Em meio a dois grandes posteres ostentando sua foto, o padre-cantor posiciona-se a frente do palco, dividindo espaço com tecladista, violonista e backing vocal. Recebe os aplausos pela canção entoada e, enquanto o tecladista executa acordes tristíssimos, ele engata conversa com os fãs.

"Há muito tempo, quando comecei na igreja, me disseram bem assim: 'Padre, o senhor terá que rezar uma missa dentro de um shopping'. Quando ouvi aquilo, achei um absurdo, esquisito. Hoje, nós estamos dentro de um shopping center falando de Deus!", comenta, sob aplausos e gritos delirantes. E vai logo explicando: "Gente, hoje eu não vou autografar os livros. Não que eu não goste de assinar, mas a gente tem que prezar pela otimização da vida. Nesses eventos, tem gente que fica aí três, quatro, cinco horas na fila só pra receber a assinatura de algum padre... Essa noite, eu não lhes ofereço autógrafo. Eu lhes ofereço muito mais: eu ofereço um encontro com Jesus", promete.

Sou tomado por uma felicidade transbordante. É hoje, finalmente, que estarei frente a frente com Ele. Vou organizando as tantas perguntas – tenho 666 questões para Deus. Em seguida, o padre-cantor fala sobre o livro que traz em mãos. Pede que os leitores abram na página tal para rezar uma determinada oração.

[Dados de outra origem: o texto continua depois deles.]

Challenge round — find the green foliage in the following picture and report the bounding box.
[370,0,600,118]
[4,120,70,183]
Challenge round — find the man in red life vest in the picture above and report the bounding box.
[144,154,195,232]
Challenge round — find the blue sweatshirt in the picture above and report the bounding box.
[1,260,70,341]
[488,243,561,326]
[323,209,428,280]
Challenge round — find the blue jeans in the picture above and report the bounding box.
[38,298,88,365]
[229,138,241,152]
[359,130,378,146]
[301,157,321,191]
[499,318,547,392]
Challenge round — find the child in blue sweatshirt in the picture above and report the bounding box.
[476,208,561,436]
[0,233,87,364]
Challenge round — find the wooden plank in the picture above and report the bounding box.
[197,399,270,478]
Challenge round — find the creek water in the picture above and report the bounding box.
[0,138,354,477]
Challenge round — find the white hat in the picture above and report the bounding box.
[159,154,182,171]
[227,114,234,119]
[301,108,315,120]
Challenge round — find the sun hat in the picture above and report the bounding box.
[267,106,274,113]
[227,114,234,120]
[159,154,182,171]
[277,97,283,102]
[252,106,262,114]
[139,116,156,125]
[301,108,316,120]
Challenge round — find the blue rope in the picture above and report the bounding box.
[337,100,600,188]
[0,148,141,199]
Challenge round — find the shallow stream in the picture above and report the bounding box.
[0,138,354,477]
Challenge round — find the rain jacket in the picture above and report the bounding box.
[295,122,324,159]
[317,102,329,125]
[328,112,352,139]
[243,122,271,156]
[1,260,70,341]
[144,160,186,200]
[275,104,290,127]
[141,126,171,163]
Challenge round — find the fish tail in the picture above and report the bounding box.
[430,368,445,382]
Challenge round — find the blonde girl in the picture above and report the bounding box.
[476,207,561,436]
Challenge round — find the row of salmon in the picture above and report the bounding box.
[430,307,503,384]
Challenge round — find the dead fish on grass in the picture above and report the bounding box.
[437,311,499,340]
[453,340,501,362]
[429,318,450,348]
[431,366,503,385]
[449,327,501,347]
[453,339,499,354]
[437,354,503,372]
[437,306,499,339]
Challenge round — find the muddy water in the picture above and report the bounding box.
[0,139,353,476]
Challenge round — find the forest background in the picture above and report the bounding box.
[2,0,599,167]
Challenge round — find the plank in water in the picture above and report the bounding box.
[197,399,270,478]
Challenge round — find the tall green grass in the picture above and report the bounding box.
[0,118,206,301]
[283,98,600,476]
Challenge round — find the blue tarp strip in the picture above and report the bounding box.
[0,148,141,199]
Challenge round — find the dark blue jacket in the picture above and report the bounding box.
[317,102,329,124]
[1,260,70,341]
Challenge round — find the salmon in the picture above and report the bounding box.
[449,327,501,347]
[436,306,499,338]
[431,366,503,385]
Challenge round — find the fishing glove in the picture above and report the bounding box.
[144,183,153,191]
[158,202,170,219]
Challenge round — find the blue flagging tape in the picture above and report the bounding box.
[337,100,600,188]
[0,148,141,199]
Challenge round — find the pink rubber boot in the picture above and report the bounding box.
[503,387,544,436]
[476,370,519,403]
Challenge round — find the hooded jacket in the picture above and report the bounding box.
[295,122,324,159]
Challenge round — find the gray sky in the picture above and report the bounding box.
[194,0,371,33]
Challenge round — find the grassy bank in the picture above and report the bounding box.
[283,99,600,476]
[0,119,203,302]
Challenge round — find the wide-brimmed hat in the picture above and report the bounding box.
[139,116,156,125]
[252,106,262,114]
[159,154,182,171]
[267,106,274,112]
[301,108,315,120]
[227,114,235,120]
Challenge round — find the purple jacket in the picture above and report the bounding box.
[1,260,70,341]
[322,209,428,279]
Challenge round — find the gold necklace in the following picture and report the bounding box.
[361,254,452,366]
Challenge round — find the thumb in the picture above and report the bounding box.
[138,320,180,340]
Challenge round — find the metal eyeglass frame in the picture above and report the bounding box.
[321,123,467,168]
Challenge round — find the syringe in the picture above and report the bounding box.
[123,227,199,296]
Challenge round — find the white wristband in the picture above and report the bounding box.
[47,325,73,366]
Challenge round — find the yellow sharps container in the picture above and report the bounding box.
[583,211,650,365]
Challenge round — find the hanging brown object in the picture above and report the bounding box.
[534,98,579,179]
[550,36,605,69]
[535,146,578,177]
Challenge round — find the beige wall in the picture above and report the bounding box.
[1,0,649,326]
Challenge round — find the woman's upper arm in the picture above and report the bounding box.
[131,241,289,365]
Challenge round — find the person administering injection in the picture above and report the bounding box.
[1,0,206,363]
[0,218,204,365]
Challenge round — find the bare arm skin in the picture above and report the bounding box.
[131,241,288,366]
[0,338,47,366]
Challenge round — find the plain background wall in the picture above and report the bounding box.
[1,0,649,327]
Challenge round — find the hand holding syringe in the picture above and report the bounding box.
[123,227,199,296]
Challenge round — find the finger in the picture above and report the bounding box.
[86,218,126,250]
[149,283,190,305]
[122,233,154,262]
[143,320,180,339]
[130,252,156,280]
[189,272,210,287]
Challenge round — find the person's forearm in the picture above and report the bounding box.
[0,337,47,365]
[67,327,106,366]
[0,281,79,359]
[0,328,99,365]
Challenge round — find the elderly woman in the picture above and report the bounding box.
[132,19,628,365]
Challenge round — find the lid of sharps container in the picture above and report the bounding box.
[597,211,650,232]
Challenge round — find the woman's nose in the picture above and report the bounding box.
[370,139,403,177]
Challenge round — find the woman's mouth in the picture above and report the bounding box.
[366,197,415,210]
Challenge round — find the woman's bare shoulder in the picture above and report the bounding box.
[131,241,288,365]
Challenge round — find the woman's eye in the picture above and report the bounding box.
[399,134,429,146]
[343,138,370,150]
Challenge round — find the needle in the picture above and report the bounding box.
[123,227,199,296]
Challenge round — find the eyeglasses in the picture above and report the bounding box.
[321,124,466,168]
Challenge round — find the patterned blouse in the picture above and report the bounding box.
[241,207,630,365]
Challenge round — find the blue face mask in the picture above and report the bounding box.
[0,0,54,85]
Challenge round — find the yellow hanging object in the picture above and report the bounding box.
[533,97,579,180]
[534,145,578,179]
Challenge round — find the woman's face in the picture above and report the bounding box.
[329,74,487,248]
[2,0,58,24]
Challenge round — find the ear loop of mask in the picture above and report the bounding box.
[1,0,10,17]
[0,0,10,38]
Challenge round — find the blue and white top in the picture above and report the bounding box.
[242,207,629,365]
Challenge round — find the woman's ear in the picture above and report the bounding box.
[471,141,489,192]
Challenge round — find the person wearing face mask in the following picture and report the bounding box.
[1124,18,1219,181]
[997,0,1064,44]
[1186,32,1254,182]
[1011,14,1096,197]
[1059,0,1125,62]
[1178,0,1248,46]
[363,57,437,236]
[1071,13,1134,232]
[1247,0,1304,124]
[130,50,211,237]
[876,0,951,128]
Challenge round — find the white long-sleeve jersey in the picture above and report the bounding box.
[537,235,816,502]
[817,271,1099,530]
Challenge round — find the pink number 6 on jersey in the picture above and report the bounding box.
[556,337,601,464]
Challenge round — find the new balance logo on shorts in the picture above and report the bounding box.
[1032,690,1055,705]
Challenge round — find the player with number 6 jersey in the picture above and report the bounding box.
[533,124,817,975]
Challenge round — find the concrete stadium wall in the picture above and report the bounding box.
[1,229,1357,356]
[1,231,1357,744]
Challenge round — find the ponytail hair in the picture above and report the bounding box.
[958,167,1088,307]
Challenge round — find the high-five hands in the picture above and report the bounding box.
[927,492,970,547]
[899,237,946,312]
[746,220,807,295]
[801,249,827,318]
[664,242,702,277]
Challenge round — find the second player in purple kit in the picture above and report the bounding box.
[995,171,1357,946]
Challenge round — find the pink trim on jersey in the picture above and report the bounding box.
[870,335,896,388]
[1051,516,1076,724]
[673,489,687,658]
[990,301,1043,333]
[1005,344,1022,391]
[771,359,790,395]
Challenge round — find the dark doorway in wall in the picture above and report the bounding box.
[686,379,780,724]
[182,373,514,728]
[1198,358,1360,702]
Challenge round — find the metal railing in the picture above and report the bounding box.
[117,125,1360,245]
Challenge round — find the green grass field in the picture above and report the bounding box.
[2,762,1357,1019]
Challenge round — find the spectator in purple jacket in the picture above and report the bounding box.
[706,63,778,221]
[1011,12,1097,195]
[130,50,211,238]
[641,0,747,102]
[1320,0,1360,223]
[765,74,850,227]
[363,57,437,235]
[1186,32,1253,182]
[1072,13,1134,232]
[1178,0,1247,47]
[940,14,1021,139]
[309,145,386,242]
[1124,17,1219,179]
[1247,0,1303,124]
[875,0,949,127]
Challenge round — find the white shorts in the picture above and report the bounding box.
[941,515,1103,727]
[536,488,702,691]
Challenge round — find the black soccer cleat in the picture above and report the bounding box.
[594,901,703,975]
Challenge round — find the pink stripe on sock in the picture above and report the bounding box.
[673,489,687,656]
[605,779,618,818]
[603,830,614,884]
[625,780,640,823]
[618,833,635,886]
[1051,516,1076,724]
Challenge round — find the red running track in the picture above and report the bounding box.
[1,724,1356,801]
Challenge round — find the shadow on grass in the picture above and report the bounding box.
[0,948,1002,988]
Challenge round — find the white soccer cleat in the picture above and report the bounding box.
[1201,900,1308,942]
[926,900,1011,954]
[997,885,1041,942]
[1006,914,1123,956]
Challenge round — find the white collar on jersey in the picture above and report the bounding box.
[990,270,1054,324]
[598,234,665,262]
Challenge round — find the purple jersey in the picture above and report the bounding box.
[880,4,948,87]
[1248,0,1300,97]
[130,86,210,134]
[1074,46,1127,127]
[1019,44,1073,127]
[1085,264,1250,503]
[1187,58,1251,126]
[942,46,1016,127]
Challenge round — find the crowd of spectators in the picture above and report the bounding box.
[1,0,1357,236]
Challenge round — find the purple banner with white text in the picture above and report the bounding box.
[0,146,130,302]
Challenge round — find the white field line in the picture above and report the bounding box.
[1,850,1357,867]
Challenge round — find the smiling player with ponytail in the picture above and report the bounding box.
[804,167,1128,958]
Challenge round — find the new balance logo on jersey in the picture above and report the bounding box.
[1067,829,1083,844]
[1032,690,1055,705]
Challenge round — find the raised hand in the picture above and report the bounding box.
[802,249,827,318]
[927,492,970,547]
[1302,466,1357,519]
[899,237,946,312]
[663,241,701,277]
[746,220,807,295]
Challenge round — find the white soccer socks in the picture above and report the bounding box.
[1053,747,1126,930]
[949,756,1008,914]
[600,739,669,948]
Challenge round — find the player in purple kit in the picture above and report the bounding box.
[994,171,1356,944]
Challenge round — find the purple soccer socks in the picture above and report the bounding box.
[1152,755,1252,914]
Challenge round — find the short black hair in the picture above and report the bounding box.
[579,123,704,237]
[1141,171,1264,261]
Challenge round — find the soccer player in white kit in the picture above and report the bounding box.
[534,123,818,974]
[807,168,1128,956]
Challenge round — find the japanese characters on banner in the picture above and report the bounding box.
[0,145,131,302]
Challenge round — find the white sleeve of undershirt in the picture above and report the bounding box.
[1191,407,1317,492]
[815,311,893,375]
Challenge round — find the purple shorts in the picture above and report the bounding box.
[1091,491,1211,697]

E vai logo questionando: "O que vocês querem de Deus? É só milagres? Gente, curandeiro não faz milagre! Pastor não faz milagre! Qual Jesus você quer? É o que virou sinônimo de cifrão? É o dessa catequese mal feita, com católicos que são evangélicos, que são da Seicho-No-Ie, do sei não sei o quê? Que Jesus é esse? O meu Jesus é o da Bíblia", diz, abraçado ao próprio livro.

Conselhos amorosos
Durante o monólogo, o padre-cantor encarna até mesmo um consultório sentimental. "Se o teu casamento é ruim, volte ao primeiro grande amor", incentiva, para delírio de velhas apaixonadas. Indignado com as relações amorosas do mundão de hoje, ele desabafa: "Uma moça estava conversando comigo, criticando o casamento, falando que o marido aprontava isso e aquilo... Gente! Putaria, hoje, é o quê? Desculpe o vocabulário, mas a coisa tá feia, viu? Se não cuidar, dentro da igreja começa a ter for-ni-ca-ção! Se não cuidar, tem sexo até dentro da família! As pessoas perderam a noção do certo e do errado", afirma, antes de cantar uma música que repete, à exaustão, dezenas de "aleluia".

O padre-cantor avança noite adentro, mas, quase uma hora depois do início, nada da presença Dele. Uma pena. Seria interessante trocar um dedo de prosa com o Criador, em pleno templo do consumo. Às velhas ao meu lado, pergunto quando Deus aparecerá. Dão de ombros, frustradas com a ausência divina.

"Pedro era um homem tosco!", assegura o padre-cantor, com tom severo e seguro. Ele se dá conta da força da afirmação e revela detalhes minuciosos do personagem bíblico: "É verdade! Pedro tinha a unha encravada e suja de barro", garante. Duvida, você, disso tudo?

"Quem foi comigo para a Terra Santa e Itália, passando nos locais onde Pedro vivia, sabe disso tudo", ostenta o padre-cantor, escancarando um sorrisão, diante das pobres donas de casa que nunca viajaram para o exterior nem jamais cogitariam uma viagem do tipo.

Armado com chicotes espessos, Deus - se de fato existisse - não expulsaria, com golpes furiosos, os vendilhões do templo? Uma lástima, Ele ter faltado esta noite.